Pero al igual que con la comida, con los olores y con los besos, también suele pasarnos este tipo de cosas con las personas. Sin embargo, tenemos tan interiorizado que veremos al día siguiente, a la semana siguiente o al mes siguiente a alguien, que no nos damos cuenta de que nada es seguro.
Absolutamente nada.
Nunca sabrás cuándo será tu último adiós con un ser querido.
Nunca sabrás cuándo será la última vez que le darás un beso o un abrazo, o que le dirás te quiero o le preguntarás cómo le ha ido el día. Nunca sabrás cuándo se irá, ni él o ella cuándo lo harás tú, pero lo que sí os perseguirá durante un tiempo será un horrible sentimiento de culpa.
Y aunque detestaba los “¿y si hubiera hecho esto?”, solía tener la culpa de que esa sensación desagradable desatara mis remordimientos, a pesar de que era lo que precisamente me permitía dar los consejos que a mí me hubiese gustado escuchar antes de que el reloj hubiese marcado las doce y de que la última estrella hubiese desaparecido frente a la inminente llegada del amanecer.
—Tienes que venir con nosotros, Sara. Me lo prometiste, ¿recuerdas?
—Te dije que iríamos. —Sara se mordisqueó el labio inferior y apartó la mirada—. Es que no me sentiría cómoda si él no está.
—¿Por qué? —Apoyé las manos sobre la suave colcha de su cama y me incliné hacia ella—. Conoces a Eros. Os lleváis bien. No entiendo por qué te sentirías así.
Sara volvió a mirarme. Se acomodó un mechón de pelo castaño detrás de la oreja y cuando habló, sonó algo cansada.
—Porque no quiero ser una sujetavelas.
—¿Lo dices en serio?
No supe si reír o llorar, así que el sonido que brotó por mi garganta cuando abrí la boca fue una mezcla de ambas cosas.
—Dafne…
—Acabas de usar una expresión demasiado anticuada. ¿De qué época es? —Me reí de nuevo y esa vez se pareció más al sonido de una risa que al de alguien que acaba de atragantarse con su propia saliva—. Por favor, Sara, no vuelvas a decir algo así porque no es verdad.
—Pero a mí me hubiese gustado que estuviera Izan —confesó. Resopló e hizo un mohín—. Me dijo que le hacía ilusión ir a patinar.
—Pero no es tu culpa que no pueda acompañarnos.
—Lo sé, pero es uno de enero, Dafne. ¿Quién trabaja en Nochevieja y en Año Nuevo?
—¿Qué insinuas?
Entorné los ojos y centré toda mi atención en ella, en cada gesto, en cada palabra.

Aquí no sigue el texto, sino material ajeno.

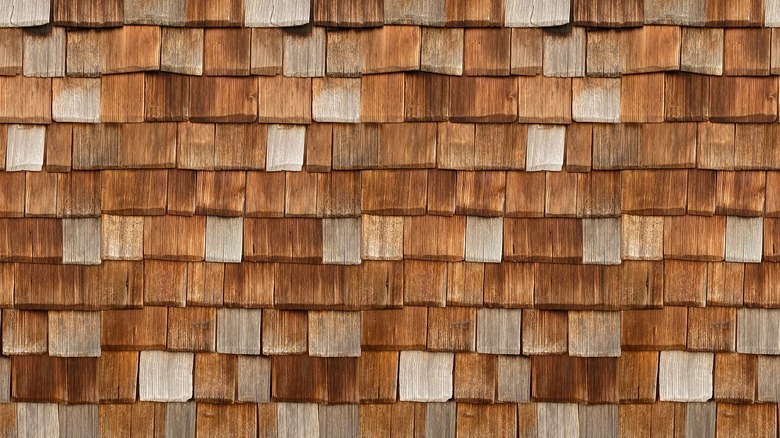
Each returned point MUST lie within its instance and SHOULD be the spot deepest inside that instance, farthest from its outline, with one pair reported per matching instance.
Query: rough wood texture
(557, 419)
(81, 241)
(182, 51)
(24, 148)
(76, 100)
(601, 241)
(238, 331)
(744, 239)
(276, 13)
(498, 331)
(545, 147)
(564, 55)
(224, 239)
(20, 13)
(334, 334)
(44, 54)
(341, 241)
(484, 239)
(336, 100)
(165, 377)
(684, 376)
(74, 334)
(642, 238)
(596, 100)
(37, 419)
(594, 334)
(525, 13)
(425, 377)
(297, 419)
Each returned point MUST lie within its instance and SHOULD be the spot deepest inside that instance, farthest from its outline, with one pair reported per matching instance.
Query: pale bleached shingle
(74, 333)
(484, 239)
(25, 148)
(415, 12)
(276, 13)
(285, 148)
(76, 100)
(594, 334)
(425, 376)
(334, 334)
(702, 50)
(676, 12)
(744, 239)
(442, 51)
(182, 51)
(685, 377)
(304, 54)
(545, 148)
(336, 100)
(224, 239)
(81, 241)
(514, 379)
(155, 12)
(536, 13)
(341, 241)
(165, 377)
(238, 331)
(498, 331)
(564, 54)
(44, 54)
(601, 241)
(596, 100)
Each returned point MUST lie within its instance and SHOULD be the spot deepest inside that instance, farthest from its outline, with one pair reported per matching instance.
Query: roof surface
(428, 218)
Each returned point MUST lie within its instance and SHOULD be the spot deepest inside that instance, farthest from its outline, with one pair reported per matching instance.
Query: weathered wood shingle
(425, 377)
(685, 376)
(165, 377)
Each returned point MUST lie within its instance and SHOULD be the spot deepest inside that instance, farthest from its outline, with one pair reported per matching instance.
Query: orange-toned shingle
(434, 237)
(486, 52)
(694, 237)
(226, 52)
(608, 13)
(543, 240)
(746, 52)
(390, 48)
(166, 97)
(208, 102)
(283, 240)
(348, 13)
(479, 13)
(174, 237)
(481, 99)
(743, 99)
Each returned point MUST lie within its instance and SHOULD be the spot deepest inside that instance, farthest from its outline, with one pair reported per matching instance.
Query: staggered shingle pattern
(429, 218)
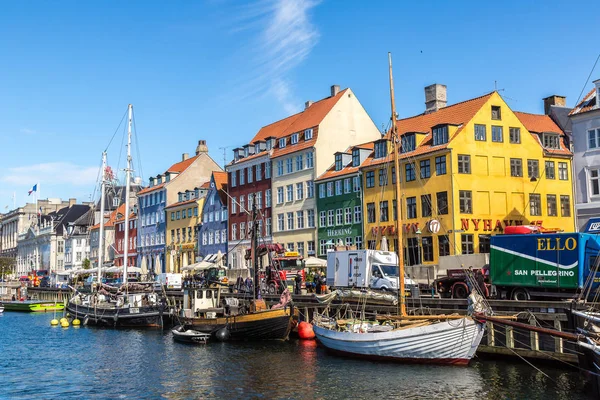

—No insinuo nada. Solo digo que… —Frunció el ceño y cogió su peluche de osito. Entonces, comenzó a acariciarlo para aparentar que estaba tranquila—. Siempre está ocupado. Casi nunca tiene tiempo para mí. Para nosotros. Tengo miedo de que sienta que soy una carga para él.
—Pero si siempre estáis haciendo planes juntos. Que falle en uno o dos no significa nada.
Apretó los labios y reorganizó sus pensamientos antes de decir nada.
—¿Crees que soy agobiante, Dafne?
—¿Agobiante? —pregunté confundida—. ¿Quién te ha dicho eso?
—Bueno… —Se rascó la frente y unió las manos en su regazo—. No me lo ha dicho nadie. No directamente, pero a veces lo pienso. ¿Tú no lo piensas? —Arqueó las cejas, pero no me miró mientras hablaba—. En plan, Sara es un poquitín agobiante.